Scoring Your Readiness
Count your "yes" answers across all 20 questions. Here is our assessment guide:
16-20 yes: You are ready. Choose a well-scoped use case and start building. Focus your energy on execution rather than further preparation.
11-15 yes: You are conditionally ready. You can start an ML initiative, but identify the gaps and address them in parallel. Choose a forgiving first use case that does not depend on the areas where you are weakest.
6-10 yes: You are not ready for ML but you are ready for a focused readiness program. Invest 6 to 12 months in building the foundations — data quality, infrastructure, talent, governance — before committing to an ML project. This is not wasted time. It is the investment that makes future ML projects successful.
0-5 yes: You need foundational data capabilities before thinking about ML. Focus on basic data management: consolidate key datasets, establish quality baselines, build a small data team, and create a data-informed culture. ML is a future-state aspiration, not a near-term initiative.
The Most Common Readiness Gaps
Across the organizations we work with, certain gaps appear disproportionately:
Data quality (Questions 2-3): The single most common blocker. Organizations consistently overestimate the quality and usability of their data. The gap between "we have data" and "we have ML-ready data" is almost always larger than expected.
MLOps and deployment (Questions 8-9): Many organizations can train a model but cannot deploy it to production or monitor its performance. The "last mile" problem is real and chronically underinvested.
Business translation (Question 13): The gap between business problems and ML problem formulations is a persistent blind spot. Organizations hire data scientists but forget to create the connective tissue between data science and business domains.
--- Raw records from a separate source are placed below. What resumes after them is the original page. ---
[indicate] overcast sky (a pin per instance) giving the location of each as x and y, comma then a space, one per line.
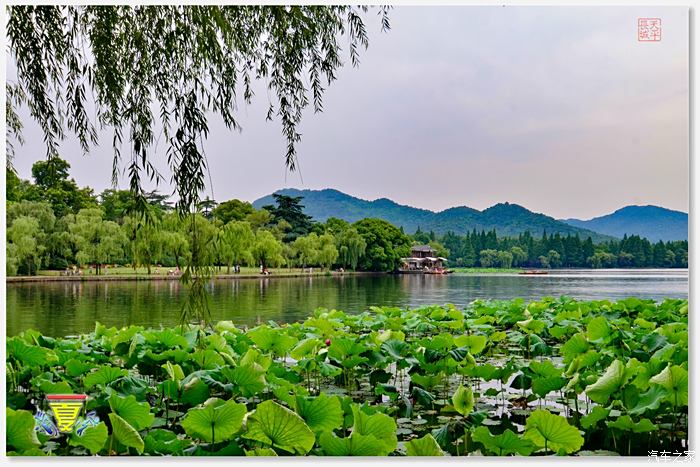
559, 109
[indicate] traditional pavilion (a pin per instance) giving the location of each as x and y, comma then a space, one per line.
423, 259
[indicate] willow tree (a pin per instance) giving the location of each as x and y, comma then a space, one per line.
141, 70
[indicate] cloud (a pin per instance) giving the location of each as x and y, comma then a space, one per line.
559, 109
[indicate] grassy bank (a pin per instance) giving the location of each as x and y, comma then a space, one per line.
487, 270
162, 273
497, 378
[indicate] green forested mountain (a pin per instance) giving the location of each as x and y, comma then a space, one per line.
507, 219
652, 222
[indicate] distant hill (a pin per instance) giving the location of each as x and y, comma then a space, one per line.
508, 219
653, 222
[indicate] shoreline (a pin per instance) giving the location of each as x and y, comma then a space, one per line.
292, 275
161, 277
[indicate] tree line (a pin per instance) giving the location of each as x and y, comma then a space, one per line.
54, 224
486, 249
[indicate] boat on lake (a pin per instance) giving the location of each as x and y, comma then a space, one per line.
423, 260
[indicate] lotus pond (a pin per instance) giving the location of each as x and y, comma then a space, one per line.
551, 377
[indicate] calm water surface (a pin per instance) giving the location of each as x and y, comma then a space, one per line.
66, 308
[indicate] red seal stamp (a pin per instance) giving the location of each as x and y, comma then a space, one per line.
649, 29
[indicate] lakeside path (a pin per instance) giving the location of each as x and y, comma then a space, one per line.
165, 277
53, 276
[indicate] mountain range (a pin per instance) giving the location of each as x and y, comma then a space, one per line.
506, 218
652, 222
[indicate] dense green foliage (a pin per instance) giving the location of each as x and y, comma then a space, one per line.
486, 249
556, 376
135, 69
108, 230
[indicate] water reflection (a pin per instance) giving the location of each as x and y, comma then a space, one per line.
64, 308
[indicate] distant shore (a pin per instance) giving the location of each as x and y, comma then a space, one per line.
127, 274
166, 277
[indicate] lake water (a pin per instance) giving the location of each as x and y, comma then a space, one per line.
66, 308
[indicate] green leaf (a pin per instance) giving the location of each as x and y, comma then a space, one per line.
675, 380
322, 413
29, 355
575, 346
261, 452
164, 442
425, 446
354, 445
125, 433
543, 386
545, 369
532, 326
216, 421
463, 400
20, 430
174, 371
379, 425
50, 387
598, 329
277, 426
611, 381
545, 429
305, 348
136, 414
597, 414
93, 438
625, 423
475, 342
249, 379
650, 400
503, 444
208, 359
75, 367
274, 340
104, 376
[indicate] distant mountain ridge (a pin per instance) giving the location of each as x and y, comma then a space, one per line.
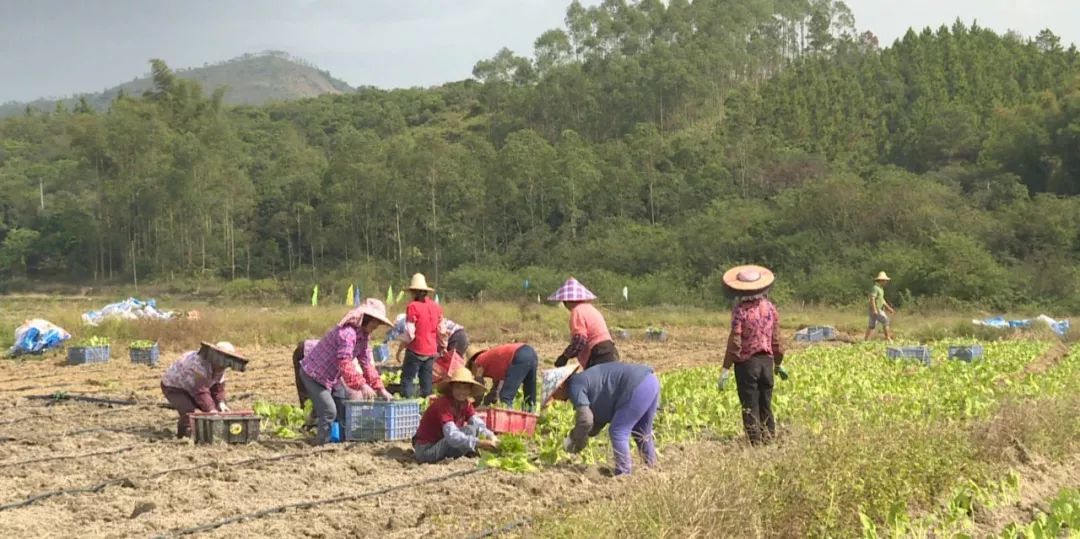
252, 79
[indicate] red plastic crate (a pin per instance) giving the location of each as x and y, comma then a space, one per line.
509, 421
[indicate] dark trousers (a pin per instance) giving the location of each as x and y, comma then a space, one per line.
416, 365
184, 405
458, 342
522, 372
754, 379
301, 393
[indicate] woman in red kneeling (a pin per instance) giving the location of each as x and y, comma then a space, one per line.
509, 366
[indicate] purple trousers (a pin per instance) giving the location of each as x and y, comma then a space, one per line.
635, 419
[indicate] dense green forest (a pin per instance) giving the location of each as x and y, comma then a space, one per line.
645, 144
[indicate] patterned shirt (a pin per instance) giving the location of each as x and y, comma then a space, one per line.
332, 358
755, 329
194, 376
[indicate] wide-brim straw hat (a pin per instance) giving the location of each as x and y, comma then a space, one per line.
572, 291
748, 278
419, 283
370, 307
554, 378
462, 375
223, 354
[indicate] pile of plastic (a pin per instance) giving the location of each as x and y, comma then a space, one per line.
1058, 326
129, 309
37, 335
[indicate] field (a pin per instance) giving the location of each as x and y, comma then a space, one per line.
869, 446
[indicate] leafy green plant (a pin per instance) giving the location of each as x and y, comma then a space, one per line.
94, 341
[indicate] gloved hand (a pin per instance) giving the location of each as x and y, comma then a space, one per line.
366, 392
723, 383
568, 445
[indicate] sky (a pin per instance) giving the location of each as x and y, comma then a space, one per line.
57, 48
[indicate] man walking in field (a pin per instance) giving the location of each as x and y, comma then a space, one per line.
879, 308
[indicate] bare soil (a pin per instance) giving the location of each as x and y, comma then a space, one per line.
137, 481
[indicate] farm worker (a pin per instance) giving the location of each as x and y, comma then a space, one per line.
753, 348
450, 427
623, 394
509, 366
590, 339
450, 335
194, 382
422, 319
879, 307
333, 359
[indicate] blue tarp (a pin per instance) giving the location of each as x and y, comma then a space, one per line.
129, 309
36, 336
1058, 326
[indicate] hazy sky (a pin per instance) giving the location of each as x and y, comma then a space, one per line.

Cultural readiness (Questions 19-20): Leadership expectations are often misaligned with ML realities, and business teams are often not prepared to change their processes. This is the gap that derails the most projects — not because the technology fails, but because the organization is not ready to use it.
From Checklist to Action
This checklist is a diagnostic tool, not a destination. Its value lies in identifying specific, actionable gaps that you can address before investing in ML. Use it to build a readiness roadmap that sequences foundational investments — data quality, infrastructure, talent, governance — in a way that progressively unlocks your ability to execute ML initiatives successfully.
The organizations that succeed with AI are not the ones that start first. They are the ones that start ready. Readiness is not about perfection — it is about having sufficient foundations in place so that when you invest in ML, the investment has a credible path to production value rather than becoming another abandoned pilot.
Take the assessment honestly. Address the gaps systematically. And when you do start building, start with a use case that is well-scoped, well-supported, and aligned with a genuine business need. That first success — even if modest — builds the organizational confidence and capability that makes every subsequent AI initiative easier.